The answer is very easy. Religious self-effort always ends in sinful flesh. What was the state of those Galatians? Striving to be justified by works of the law. And yet they were quarreling and in danger of devouring one another. Count up the expressions that the apostle uses to indicate their want of love, and you will find more than twelve – envy, jealousy, bitterness, strife and all sorts of expressions. Read in the 4th and 5th chapter what he says about that. You see how they tried to serve God in their own strength, and they failed utterly. All this religious effort resulted in failure. The power of sin and the sinful flesh got the better of them, and their whole condition was one of the saddest that could be thought of.

This comes to us with unspeakable solemnity (serious ceremony). There is a complaint everywhere in the Christian church of the want of a higher standard of integrity and godliness, even among the professing members of the Christian churches. I remember a sermon I once heard preached on commercial morality. And, oh, we do not only speak of the commersial morality or immorality, but if we go into the homes  of Christians, and we think of the life to which God has called His children, and which He enables them to live by the Holy Ghost, and if we think of how much, nevertheless, there is of unlovingness and temper and sharpness and bitterness,  and if we think how much there is very often of strife among the members of churches, and how much there is of envy and jealousy and sensitiveness and pride, then we are compelled to say: “Where are the marks of the presence of the Spirit of the Lamb of God?” Wanting, sadly wanting.

4. What is the way to restoration?

My beloved friend, the answer is simple and easy. If the train has been shunted off, there is nothing for it but to come back to the point at which it was led away. The Galatians had no other way in returning but to come back to where they had gone wrong, to come back from all religious effort in their own strenght, and from seeking anything by their own work, and to yield themselves humbly to the Holy Spirit. There is no other way for us as individuals.

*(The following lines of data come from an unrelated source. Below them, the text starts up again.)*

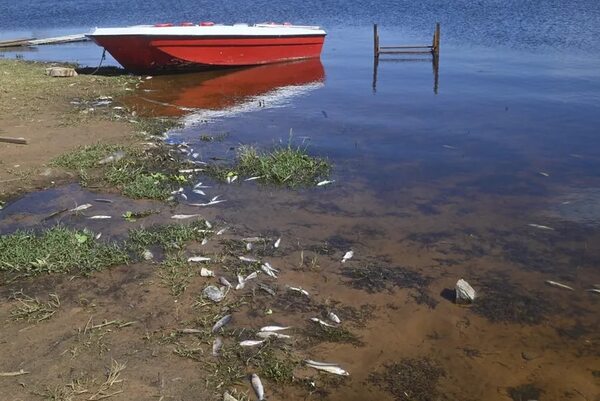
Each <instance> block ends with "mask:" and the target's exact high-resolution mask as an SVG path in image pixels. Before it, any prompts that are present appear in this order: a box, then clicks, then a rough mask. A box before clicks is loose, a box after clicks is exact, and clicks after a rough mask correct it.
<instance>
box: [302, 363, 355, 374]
mask: <svg viewBox="0 0 600 401" xmlns="http://www.w3.org/2000/svg"><path fill="white" fill-rule="evenodd" d="M305 363H306V366H308V367H311V368H313V369H317V370H322V371H323V372H327V373H332V374H334V375H339V376H350V373H348V372H346V371H345V370H344V369H342V368H340V367H339V366H336V365H325V364H322V363H319V364H317V365H315V364H313V363H309V362H308V361H305Z"/></svg>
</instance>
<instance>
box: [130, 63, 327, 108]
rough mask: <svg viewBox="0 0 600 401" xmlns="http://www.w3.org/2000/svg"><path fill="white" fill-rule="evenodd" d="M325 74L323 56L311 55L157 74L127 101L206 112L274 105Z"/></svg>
mask: <svg viewBox="0 0 600 401" xmlns="http://www.w3.org/2000/svg"><path fill="white" fill-rule="evenodd" d="M324 80H325V70H324V68H323V65H322V64H321V61H320V60H319V59H310V60H303V61H297V62H290V63H279V64H270V65H264V66H258V67H251V68H242V69H229V70H218V71H207V72H201V73H195V74H184V75H171V76H160V77H155V78H154V79H153V80H151V81H149V82H147V83H146V84H145V85H144V89H143V93H142V94H136V96H132V97H130V98H128V99H126V101H125V102H126V103H127V104H128V105H129V106H130V107H135V108H136V109H137V110H140V111H141V112H142V113H144V114H151V115H163V116H183V115H189V116H188V118H189V119H194V118H210V117H215V116H216V115H221V114H223V113H226V114H229V115H232V114H237V113H238V112H243V111H252V110H256V109H258V108H268V107H276V106H277V105H279V104H281V102H282V101H284V100H285V99H289V98H290V97H293V96H295V95H297V94H300V93H304V92H306V91H309V90H311V89H313V88H316V87H320V86H322V85H323V82H324ZM266 95H268V96H266Z"/></svg>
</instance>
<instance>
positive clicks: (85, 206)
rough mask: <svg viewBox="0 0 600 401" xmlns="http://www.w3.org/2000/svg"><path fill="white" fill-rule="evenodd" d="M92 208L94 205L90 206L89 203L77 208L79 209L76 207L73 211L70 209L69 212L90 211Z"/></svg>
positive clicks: (77, 207)
mask: <svg viewBox="0 0 600 401" xmlns="http://www.w3.org/2000/svg"><path fill="white" fill-rule="evenodd" d="M91 207H92V205H91V204H89V203H84V204H83V205H81V206H77V207H75V208H73V209H69V212H81V211H82V210H86V209H89V208H91Z"/></svg>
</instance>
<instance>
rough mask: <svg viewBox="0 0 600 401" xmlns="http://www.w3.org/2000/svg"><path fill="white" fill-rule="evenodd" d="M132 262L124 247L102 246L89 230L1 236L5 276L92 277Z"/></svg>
mask: <svg viewBox="0 0 600 401" xmlns="http://www.w3.org/2000/svg"><path fill="white" fill-rule="evenodd" d="M128 262H129V255H128V253H127V252H126V251H125V249H124V247H122V246H119V245H118V244H106V243H100V242H98V241H96V240H95V238H94V234H93V233H92V232H90V231H88V230H74V229H70V228H66V227H63V226H60V225H59V226H55V227H52V228H50V229H48V230H45V231H43V232H34V231H16V232H15V233H13V234H9V235H3V236H0V271H3V272H11V273H17V274H21V275H24V276H35V275H38V274H42V273H72V272H76V273H80V274H83V275H88V274H90V273H92V272H93V271H97V270H101V269H103V268H105V267H110V266H115V265H120V264H126V263H128Z"/></svg>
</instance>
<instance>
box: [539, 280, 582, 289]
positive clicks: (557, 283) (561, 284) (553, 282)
mask: <svg viewBox="0 0 600 401" xmlns="http://www.w3.org/2000/svg"><path fill="white" fill-rule="evenodd" d="M546 284H548V285H551V286H553V287H558V288H564V289H565V290H569V291H575V290H574V289H573V287H569V286H568V285H566V284H562V283H559V282H557V281H552V280H546Z"/></svg>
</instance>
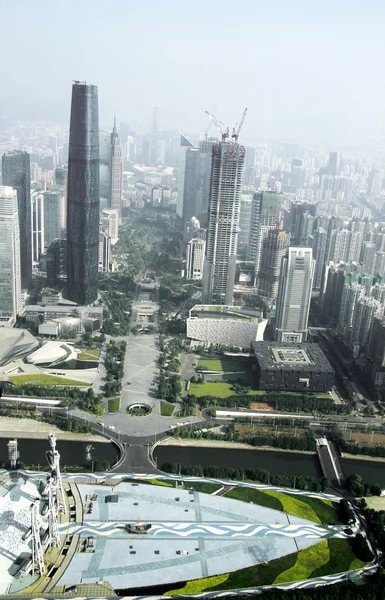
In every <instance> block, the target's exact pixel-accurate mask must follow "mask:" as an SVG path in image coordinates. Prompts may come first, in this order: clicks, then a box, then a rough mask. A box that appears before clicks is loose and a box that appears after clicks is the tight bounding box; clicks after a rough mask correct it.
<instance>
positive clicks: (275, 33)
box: [0, 0, 385, 145]
mask: <svg viewBox="0 0 385 600" xmlns="http://www.w3.org/2000/svg"><path fill="white" fill-rule="evenodd" d="M0 14H1V45H2V60H1V62H0V75H1V80H0V116H20V118H22V119H23V118H34V119H38V118H44V117H46V119H47V120H52V119H53V120H58V121H60V122H62V123H66V122H67V121H68V119H69V110H70V97H71V84H72V80H73V79H80V80H83V79H85V80H87V81H89V82H91V83H95V84H96V85H98V86H99V110H100V123H101V125H106V124H109V123H110V122H111V121H112V119H113V114H114V112H116V114H117V117H118V120H124V121H127V122H131V123H136V124H141V125H142V126H146V125H149V123H150V118H151V106H152V105H153V104H154V103H157V104H158V105H159V121H160V127H161V128H173V127H175V128H179V129H181V130H184V131H187V132H188V131H203V130H204V128H205V126H206V124H207V117H206V115H205V114H204V111H205V110H206V109H211V110H215V111H216V113H217V116H218V117H219V118H220V119H221V120H222V121H224V122H225V123H228V124H229V125H233V124H234V123H235V122H236V121H238V119H239V117H240V115H241V113H242V111H243V109H244V107H246V106H247V107H248V109H249V112H248V115H247V120H246V122H245V126H244V130H243V136H242V137H243V138H244V141H245V140H246V141H248V140H252V139H255V140H258V139H261V138H263V137H269V138H273V137H275V138H279V139H288V140H297V141H305V142H309V143H311V142H314V143H318V142H324V143H328V142H331V143H336V144H338V143H340V144H345V143H349V144H351V143H357V144H361V143H365V142H370V141H373V142H377V143H378V142H379V141H383V142H384V145H385V127H384V123H385V77H384V75H385V36H384V31H385V2H384V0H333V1H331V0H324V1H321V0H317V1H314V0H274V1H272V0H263V1H261V0H231V1H229V0H157V1H154V0H142V1H140V0H135V1H133V0H102V1H101V0H76V1H73V0H65V1H62V0H54V1H53V0H49V1H48V0H35V1H34V2H31V0H2V2H1V13H0ZM241 139H242V138H241Z"/></svg>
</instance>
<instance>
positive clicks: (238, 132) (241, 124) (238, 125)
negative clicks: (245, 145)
mask: <svg viewBox="0 0 385 600" xmlns="http://www.w3.org/2000/svg"><path fill="white" fill-rule="evenodd" d="M246 113H247V108H245V110H244V111H243V114H242V117H241V120H240V122H239V125H238V123H237V124H236V125H235V127H233V133H232V134H231V137H232V138H233V140H234V143H235V144H236V143H237V142H238V138H239V134H240V132H241V129H242V127H243V123H244V122H245V117H246Z"/></svg>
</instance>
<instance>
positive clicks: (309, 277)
mask: <svg viewBox="0 0 385 600" xmlns="http://www.w3.org/2000/svg"><path fill="white" fill-rule="evenodd" d="M314 267H315V260H314V258H313V254H312V249H311V248H296V247H290V248H289V249H288V251H287V253H286V256H284V258H283V259H282V267H281V275H280V281H279V290H278V301H277V312H276V324H275V325H276V339H277V340H278V341H280V342H303V341H304V340H305V339H306V337H307V324H308V319H309V310H310V301H311V290H312V287H313V277H314Z"/></svg>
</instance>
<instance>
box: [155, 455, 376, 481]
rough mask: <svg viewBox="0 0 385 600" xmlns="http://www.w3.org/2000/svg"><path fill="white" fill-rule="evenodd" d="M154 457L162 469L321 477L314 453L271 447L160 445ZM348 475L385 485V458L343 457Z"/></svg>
mask: <svg viewBox="0 0 385 600" xmlns="http://www.w3.org/2000/svg"><path fill="white" fill-rule="evenodd" d="M154 458H155V459H156V461H157V465H158V467H159V468H160V469H161V468H162V465H163V464H164V463H166V462H170V463H175V462H178V463H180V464H181V465H184V466H192V465H202V466H203V467H209V466H219V467H231V468H236V469H247V468H248V469H265V470H266V471H270V473H274V474H285V475H303V476H307V477H322V472H321V468H320V464H319V461H318V457H317V456H316V455H315V454H314V455H313V454H301V453H299V452H285V451H283V450H282V451H270V450H239V449H234V450H232V449H230V448H229V449H227V448H226V449H224V448H212V447H210V448H208V447H207V448H205V447H202V446H199V447H192V446H162V445H160V446H158V447H157V448H156V449H155V451H154ZM341 464H342V468H343V470H344V473H345V476H346V477H347V476H348V475H351V474H353V473H357V474H358V475H361V476H362V478H363V480H364V481H365V482H367V483H378V484H379V485H380V486H381V487H382V488H385V461H383V462H376V461H367V460H353V459H347V458H343V459H341Z"/></svg>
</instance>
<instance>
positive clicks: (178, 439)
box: [159, 438, 316, 455]
mask: <svg viewBox="0 0 385 600" xmlns="http://www.w3.org/2000/svg"><path fill="white" fill-rule="evenodd" d="M159 445H162V446H190V447H201V446H205V447H206V448H231V449H232V450H266V451H267V452H290V453H293V454H313V455H314V454H316V453H315V452H310V451H308V450H286V449H283V448H273V447H272V446H251V444H243V443H242V442H226V441H222V440H192V439H175V438H166V439H165V440H162V441H161V442H159Z"/></svg>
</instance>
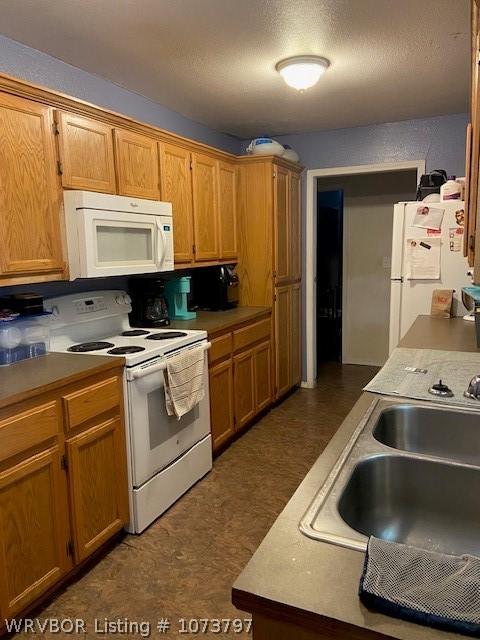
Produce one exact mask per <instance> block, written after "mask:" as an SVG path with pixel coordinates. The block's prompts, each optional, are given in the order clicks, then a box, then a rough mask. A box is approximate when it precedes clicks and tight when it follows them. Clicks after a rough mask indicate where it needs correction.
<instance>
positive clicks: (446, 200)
mask: <svg viewBox="0 0 480 640" xmlns="http://www.w3.org/2000/svg"><path fill="white" fill-rule="evenodd" d="M461 198H462V185H461V183H460V182H458V181H457V179H456V176H450V177H449V178H448V180H447V182H445V183H444V184H442V186H441V187H440V202H448V201H449V200H461Z"/></svg>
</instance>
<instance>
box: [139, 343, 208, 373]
mask: <svg viewBox="0 0 480 640" xmlns="http://www.w3.org/2000/svg"><path fill="white" fill-rule="evenodd" d="M196 346H197V345H193V346H191V347H187V349H188V348H190V349H193V348H195V347H196ZM211 346H212V343H211V342H205V344H203V345H202V347H203V351H207V350H208V349H210V347H211ZM166 368H167V361H166V360H162V362H159V363H158V364H152V365H151V366H149V367H144V368H143V369H137V370H136V371H129V370H128V369H127V380H129V381H132V380H138V379H139V378H144V377H145V376H149V375H150V374H151V373H157V372H158V371H165V369H166Z"/></svg>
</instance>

There are two questions I would like to finish this chapter off with. Firstly; Are you living a life under the Holy Spirit day by day, or are you attempting to live without that? Remeber that it is only by surrendering completely to God that we can grow in Christ and please Him. The second question is: Are you willing to be consecrated (set appart) to the Holy Spirit? If you are not willing to follow God, then it is obvious that you never will follow him. If you are willing, then just give yourself wholly to Him. You will never regret it!